Com a redução dos limites originais do parque, inferiores ao território histórico de ocupação indígena, as nascentes do rio Xingu foram ocupadas por pólos agropecuários. Hoje, o parque possui aproximadamente 30 mil km² e abriga 14 povos indígenas, espacialmente divididos entre povos do alto, do médio e do baixo Xingu. Ao longo do trabalho de pesquisa desenvolvido durante quatro anos, o Iphan realizou registros textuais, fotográficos e videográficos para obter uma documentação capaz de refletir o patrimônio estudado, que abrange bens de natureza material e imaterial.

Para Maria Clara Migliacio, diretora do Centro Nacional de Arqueologia do Iphan, o tombamento representa não só a ampliação das perspectivas da atuação do Instituto junto aos povos indígenas, como reafirma a ampliação do próprio interesse do órgão por bens culturais ainda pouco considerados nos 73 anos de existência. “O tombamento está na direção dos novos paradigmas do patrimônio cultural brasileiro”. 

O Kwarup e os lugares sagrados 
Embora os integrantes do Alto-Xingu sejam de etnias diversas eles formam uma unidade cultural maior, compartilhando mitos, ritos, cerimônias, um sistema de trocas de bens materiais e especialidades artesanais mas, sobretudo, um sentimento comum de identidade e pertencimento cultural. O Kwarup é um deles. Trata-se de uma cerimônia com duração de alguns dias, de homenagem póstuma a chefes e lideranças. Os indígenas choram, cantam, rendem homenagem aos mortos, dançam, tocam seus instrumentos e lutam. As palavras Kwarup ou Quarup são formas aportuguesadas da palavra kwaryp kamayurá.

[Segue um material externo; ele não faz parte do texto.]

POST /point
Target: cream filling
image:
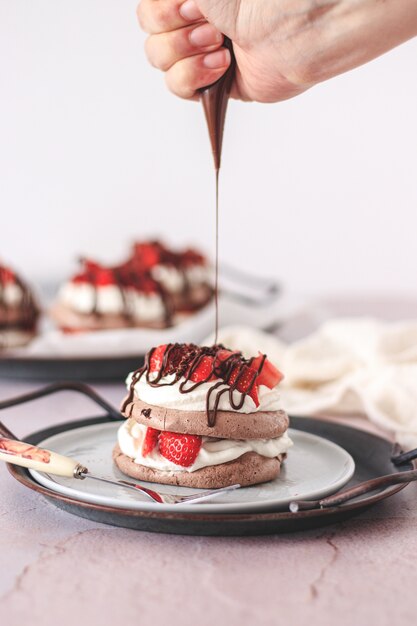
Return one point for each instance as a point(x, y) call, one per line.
point(170, 396)
point(173, 279)
point(11, 294)
point(109, 300)
point(212, 452)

O Rito anual estabelece o fim do luto e da tristeza, ao mesmo tempo em que restaura a alegria, a vida, sendo o início de um novo ciclo vital. Acontece sempre no final da estação seca, ou seja, durante o mês de agosto; às vezes, em setembro. Ocorre normalmente em uma das aldeias que tiver perdido um parente importante, cuja família consente e promova, então, a cerimônia, tornando-se o “dono” da festa. O dono, o “convidador” tem que alimentar os seus convidados. Isto significa que ele tenha feito uma reserva para servir a todos os convidados no dia da festa sob pena de sentirem-se ofendidos ou ser mal interpretado como pessoa mesquinha.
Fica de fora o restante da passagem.